This is the mail archive of the
ecos-discuss@sources.redhat.com
mailing list for the eCos project.
Re: 0xDEADBEEF LOCK in spl_any() ;)
- To: <ecos-discuss at sources dot redhat dot com>
- Subject: Re: [ECOS] 0xDEADBEEF LOCK in spl_any() ;)
- From: Hugo Tyson <hmt at redhat dot com>
- Date: 18 Oct 2001 11:14:52 +0100
- References: <000001c15733$75443f00$090110ac@TRENT>
- Reply-To: <ecos-discuss at sources dot redhat dot com>
"Trenton D. Adams" <tadams@extremeeng.com> writes:
> FYI: Trying to debug WaveLAN pccard driver.
>
> I'm getting a dead lock in spl_any () in
> "net/tcpip/current/src/ecos/synch.c"
> I don't what the "cyg_mutex_lock( &splx_mutex )" is locking splx_mutex
> for. Anyone???
Splx() is the network stack mechanism for mutual exclusion and atomic
access to network drivers.
The implementation of splx() is locking a mutex in order to "do" mutual
exclusion; that's what it does. Otherwise multiple threads might call into
your driver simultaneously.
> if ( cyg_thread_self() != splx_thread ) {
> cyg_mutex_lock( &splx_mutex ); // <<< DEADLOCKS HERE
The thread you are looking at yields because it cannot get the mutex,
because some other thread owns the splx() lock. The other thread seems not
to run to completion of the locked section of code. Solve that, and you
have it!
> old_spl = 0; // Free when we unlock this context
> CYG_ASSERT( 0 == splx_thread, "Thread still owned" );
> CYG_ASSERT( 0 == spl_state, "spl still set" );
> splx_thread = cyg_thread_self();
> }
>
> FYI: spl_any () is called some time during the splsoftnet() call in
> "net/tcpip/current/src/sys/net/route.c:608"
>
> On a last note, I would try and figure this out myself, but I found 2903
> occurrences of splx_mutex throughout the sources. I imagine there's
> someone out there that understand the net stack better, and could give
> me a hint as to why this might be happening, and how to resolve it!? :)
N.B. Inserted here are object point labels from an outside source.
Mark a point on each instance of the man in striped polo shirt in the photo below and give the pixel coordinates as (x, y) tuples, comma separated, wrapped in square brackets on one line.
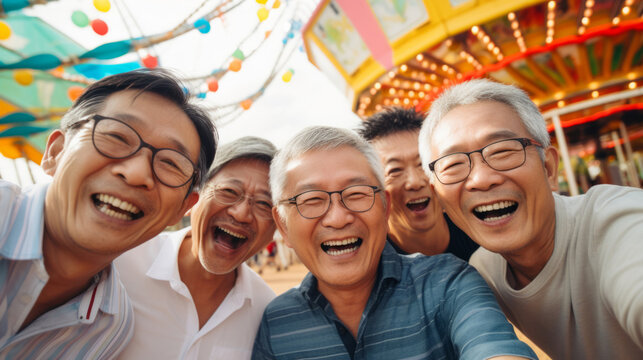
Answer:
[(125, 164), (362, 300)]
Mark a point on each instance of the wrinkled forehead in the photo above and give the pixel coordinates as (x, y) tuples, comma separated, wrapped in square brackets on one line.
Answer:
[(321, 168), (475, 125), (243, 172)]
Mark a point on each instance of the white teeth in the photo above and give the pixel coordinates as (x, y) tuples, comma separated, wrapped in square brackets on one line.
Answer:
[(495, 218), (494, 206), (107, 211), (418, 201), (232, 233), (340, 252), (340, 242), (118, 203)]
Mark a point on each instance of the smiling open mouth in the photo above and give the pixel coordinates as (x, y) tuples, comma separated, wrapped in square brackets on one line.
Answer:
[(418, 204), (339, 247), (228, 238), (116, 208), (495, 211)]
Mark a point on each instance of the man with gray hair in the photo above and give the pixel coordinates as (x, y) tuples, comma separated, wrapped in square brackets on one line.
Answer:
[(193, 295), (363, 300), (566, 270)]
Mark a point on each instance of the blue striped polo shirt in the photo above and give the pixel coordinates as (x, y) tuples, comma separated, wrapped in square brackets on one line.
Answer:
[(435, 307), (96, 324)]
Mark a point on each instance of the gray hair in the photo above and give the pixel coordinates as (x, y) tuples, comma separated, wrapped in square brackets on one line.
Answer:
[(318, 138), (247, 147), (474, 91)]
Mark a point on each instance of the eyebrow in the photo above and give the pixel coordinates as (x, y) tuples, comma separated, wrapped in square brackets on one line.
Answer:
[(136, 120), (357, 180), (240, 184), (395, 159), (498, 135)]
Use GDB to look at the mutex when the system is "deadlocked"; it contains
an "owner" field. That's a pointer to a thread, the owner. See what
thread it is; see where it's executing. There's your problem!
For example, if, somewhere in your driver code, you get stuck in a loop,
that would do it. Because whatever thread enters the driver code, must own
the splx() lock and therefore owns that mutex.
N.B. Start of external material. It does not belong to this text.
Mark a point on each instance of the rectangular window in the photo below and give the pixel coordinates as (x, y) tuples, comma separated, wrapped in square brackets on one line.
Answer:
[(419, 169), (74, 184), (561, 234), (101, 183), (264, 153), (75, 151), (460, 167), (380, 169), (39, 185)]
Of course, it could be any or all of the usual causes of odd behaviour such
as unexpected deep recursion ie. your driver receives a packet, make the
call to give it to the stack and another call asking you to transmit comes
in because of that receive; you notice there is a packet ready, so you make
to receive a packet, make the call to give it to the stack and ... leading
to stack overflow. Or just plain stack overflow anyway...
HTH,
- Huge